The Department of Pediatrics at the University of Florida is seeking a qualified and motivated individual to support the coordination of clinical research activities for the ACE Fun and Fit Wellness Program, the Pediatric Endocrinology Metabolic Obesity Program, and the APK Internship Program. Responsibilities include assisting with research and project planning; interacting with and supporting study participants; collecting, organizing, and maintaining research and clinical data; coordinating and supporting community outreach and educational events; managing conference and program-related travel logistics; maintaining clinical and administrative records associated with the division’s Metabolic Obesity Fellowship Program; and ensuring that all administrative, educational, and operational tasks related to supported clinical and research initiatives are completed accurately and in a timely manner.

Job Duties include:

• Clinical Research Coordination and Data Management: Coordinate day-to-day clinical research activities for the ACE Fun & Fit Wellness Program and the Pediatric Endocrinology Metabolic Obesity Program, including participant interaction, data collection, data entry, maintenance of research databases, and support of study timelines.
• Program Administration and Operational Support: Provide administrative and operational support for clinical, research, and educational initiatives, including scheduling, correspondence, document management, maintenance of clinical and fellowship records, and ensuring completion of required administrative tasks.
• Community Outreach, Events, and Education Support: Assist with planning, coordinating, and supporting community-based programs, wellness events, educational sessions, and outreach activities; maintain and update program educational materials.
• Regulatory, Compliance, and Research Documentation Support: Assist with preparation and organization of IRB and regulatory documentation, maintain project trackers, support compliance activities, and assist with preparation of abstracts, presentations, and reports under faculty supervision.
• Coordinate conference logistics, travel arrangements, and scheduling related to research and program leadership; provide logistical support for meetings and professional activities.

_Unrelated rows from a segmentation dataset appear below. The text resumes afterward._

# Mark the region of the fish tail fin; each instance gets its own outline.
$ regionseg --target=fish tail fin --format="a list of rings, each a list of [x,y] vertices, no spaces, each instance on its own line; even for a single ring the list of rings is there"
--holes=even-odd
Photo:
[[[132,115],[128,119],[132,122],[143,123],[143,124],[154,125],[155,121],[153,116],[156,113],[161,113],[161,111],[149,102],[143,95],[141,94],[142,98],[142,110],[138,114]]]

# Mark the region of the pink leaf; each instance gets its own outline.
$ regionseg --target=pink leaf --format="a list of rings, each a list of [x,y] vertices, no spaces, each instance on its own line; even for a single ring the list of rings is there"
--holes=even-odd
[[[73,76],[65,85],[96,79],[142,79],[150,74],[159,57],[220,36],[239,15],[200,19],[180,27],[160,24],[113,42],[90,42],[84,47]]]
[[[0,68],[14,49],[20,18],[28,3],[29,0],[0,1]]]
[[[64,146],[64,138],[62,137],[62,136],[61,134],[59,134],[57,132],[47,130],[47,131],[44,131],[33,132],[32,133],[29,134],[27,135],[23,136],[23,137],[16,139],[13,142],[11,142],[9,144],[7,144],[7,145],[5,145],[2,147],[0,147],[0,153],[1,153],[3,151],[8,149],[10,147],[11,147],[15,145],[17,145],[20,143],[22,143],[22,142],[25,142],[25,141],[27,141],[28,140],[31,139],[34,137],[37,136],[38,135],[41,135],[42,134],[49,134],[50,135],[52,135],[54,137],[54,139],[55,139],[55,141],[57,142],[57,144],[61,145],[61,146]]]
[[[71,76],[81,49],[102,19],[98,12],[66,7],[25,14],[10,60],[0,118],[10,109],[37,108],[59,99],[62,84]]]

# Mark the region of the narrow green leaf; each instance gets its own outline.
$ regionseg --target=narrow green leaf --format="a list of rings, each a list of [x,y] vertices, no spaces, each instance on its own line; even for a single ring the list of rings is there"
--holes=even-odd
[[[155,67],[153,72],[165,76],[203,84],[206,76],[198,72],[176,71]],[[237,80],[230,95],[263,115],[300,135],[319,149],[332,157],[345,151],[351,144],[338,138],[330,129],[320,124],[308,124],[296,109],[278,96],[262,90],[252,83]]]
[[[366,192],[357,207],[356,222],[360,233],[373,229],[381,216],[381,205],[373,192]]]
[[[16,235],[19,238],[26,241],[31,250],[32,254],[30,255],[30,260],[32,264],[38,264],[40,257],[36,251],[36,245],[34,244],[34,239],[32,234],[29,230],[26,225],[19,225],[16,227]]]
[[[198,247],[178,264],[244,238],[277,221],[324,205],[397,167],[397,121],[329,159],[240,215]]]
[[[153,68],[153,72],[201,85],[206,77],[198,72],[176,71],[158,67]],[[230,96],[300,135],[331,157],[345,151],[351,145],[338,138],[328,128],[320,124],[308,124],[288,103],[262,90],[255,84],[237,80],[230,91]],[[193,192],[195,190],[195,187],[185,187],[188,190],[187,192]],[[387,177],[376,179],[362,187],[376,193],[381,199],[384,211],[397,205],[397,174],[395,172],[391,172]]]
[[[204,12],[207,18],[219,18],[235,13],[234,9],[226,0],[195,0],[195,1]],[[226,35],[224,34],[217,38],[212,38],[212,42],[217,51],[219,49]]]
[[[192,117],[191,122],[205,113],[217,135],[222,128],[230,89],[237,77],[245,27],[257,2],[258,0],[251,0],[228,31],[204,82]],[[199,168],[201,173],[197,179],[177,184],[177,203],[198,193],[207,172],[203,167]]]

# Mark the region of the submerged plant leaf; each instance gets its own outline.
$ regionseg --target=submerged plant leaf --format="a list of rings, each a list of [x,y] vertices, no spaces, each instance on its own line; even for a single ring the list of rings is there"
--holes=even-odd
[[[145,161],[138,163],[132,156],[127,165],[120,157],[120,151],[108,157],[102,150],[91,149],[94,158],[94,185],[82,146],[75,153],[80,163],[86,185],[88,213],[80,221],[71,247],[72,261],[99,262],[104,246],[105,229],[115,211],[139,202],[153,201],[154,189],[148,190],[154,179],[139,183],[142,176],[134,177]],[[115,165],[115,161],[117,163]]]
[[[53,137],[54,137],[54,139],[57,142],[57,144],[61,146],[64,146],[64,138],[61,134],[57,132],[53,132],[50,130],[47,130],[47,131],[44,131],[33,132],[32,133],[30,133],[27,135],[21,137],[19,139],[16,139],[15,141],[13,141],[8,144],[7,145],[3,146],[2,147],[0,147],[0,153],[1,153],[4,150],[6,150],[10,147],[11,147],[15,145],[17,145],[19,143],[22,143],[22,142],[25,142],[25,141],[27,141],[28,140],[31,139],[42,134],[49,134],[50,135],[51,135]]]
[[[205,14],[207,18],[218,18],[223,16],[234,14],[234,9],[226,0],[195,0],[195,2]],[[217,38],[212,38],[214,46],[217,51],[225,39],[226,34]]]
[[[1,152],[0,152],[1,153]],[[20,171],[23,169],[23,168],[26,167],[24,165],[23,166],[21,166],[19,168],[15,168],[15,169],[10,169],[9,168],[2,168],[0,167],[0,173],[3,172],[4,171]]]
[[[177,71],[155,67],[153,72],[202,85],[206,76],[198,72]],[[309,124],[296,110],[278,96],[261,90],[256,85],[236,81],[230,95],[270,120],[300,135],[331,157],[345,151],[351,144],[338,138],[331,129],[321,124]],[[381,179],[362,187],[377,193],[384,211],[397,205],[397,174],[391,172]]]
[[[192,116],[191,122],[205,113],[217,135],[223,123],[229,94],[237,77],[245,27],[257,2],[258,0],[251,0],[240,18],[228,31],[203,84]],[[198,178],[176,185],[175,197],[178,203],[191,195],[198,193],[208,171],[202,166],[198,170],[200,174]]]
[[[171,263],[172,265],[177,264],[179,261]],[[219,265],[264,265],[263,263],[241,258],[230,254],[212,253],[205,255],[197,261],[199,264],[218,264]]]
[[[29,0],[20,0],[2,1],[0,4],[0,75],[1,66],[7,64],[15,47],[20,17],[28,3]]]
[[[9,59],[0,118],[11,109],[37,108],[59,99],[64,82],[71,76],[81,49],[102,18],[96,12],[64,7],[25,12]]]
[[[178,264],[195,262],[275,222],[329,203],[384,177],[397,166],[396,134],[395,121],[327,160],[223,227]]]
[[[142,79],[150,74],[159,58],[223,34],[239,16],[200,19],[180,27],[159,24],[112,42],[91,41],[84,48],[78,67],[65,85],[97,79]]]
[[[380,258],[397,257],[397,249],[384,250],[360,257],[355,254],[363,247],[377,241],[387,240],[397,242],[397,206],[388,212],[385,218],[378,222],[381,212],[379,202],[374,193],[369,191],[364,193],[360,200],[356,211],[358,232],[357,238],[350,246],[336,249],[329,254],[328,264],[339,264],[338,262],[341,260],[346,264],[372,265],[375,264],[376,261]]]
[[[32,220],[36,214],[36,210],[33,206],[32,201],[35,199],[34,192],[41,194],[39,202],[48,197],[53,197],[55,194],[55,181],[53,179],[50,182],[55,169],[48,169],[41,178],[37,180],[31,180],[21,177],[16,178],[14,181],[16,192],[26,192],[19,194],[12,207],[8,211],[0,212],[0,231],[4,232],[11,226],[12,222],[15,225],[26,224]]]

High School Diploma and one year of appropriate experience; or an equivalent combination of education and experience.

• Bachelor’s degree in appropriate area.
• Proficiency with Microsoft programs such as Word and Excel.
• IRB or other research regulatory group experience.
• Strong written and verbal communication skills.
• Ability to collaborate with faculty and staff at multiple levels.

Please upload a copy of your cover letter, resume or CV, and a list of three professional references. 

Work schedule: Monday – Friday 20 hours per week, with occasional weekend ours for community events.

This is a time-limited position.

Application must be submitted by 11:55 p.m. (ET) of the posting end date.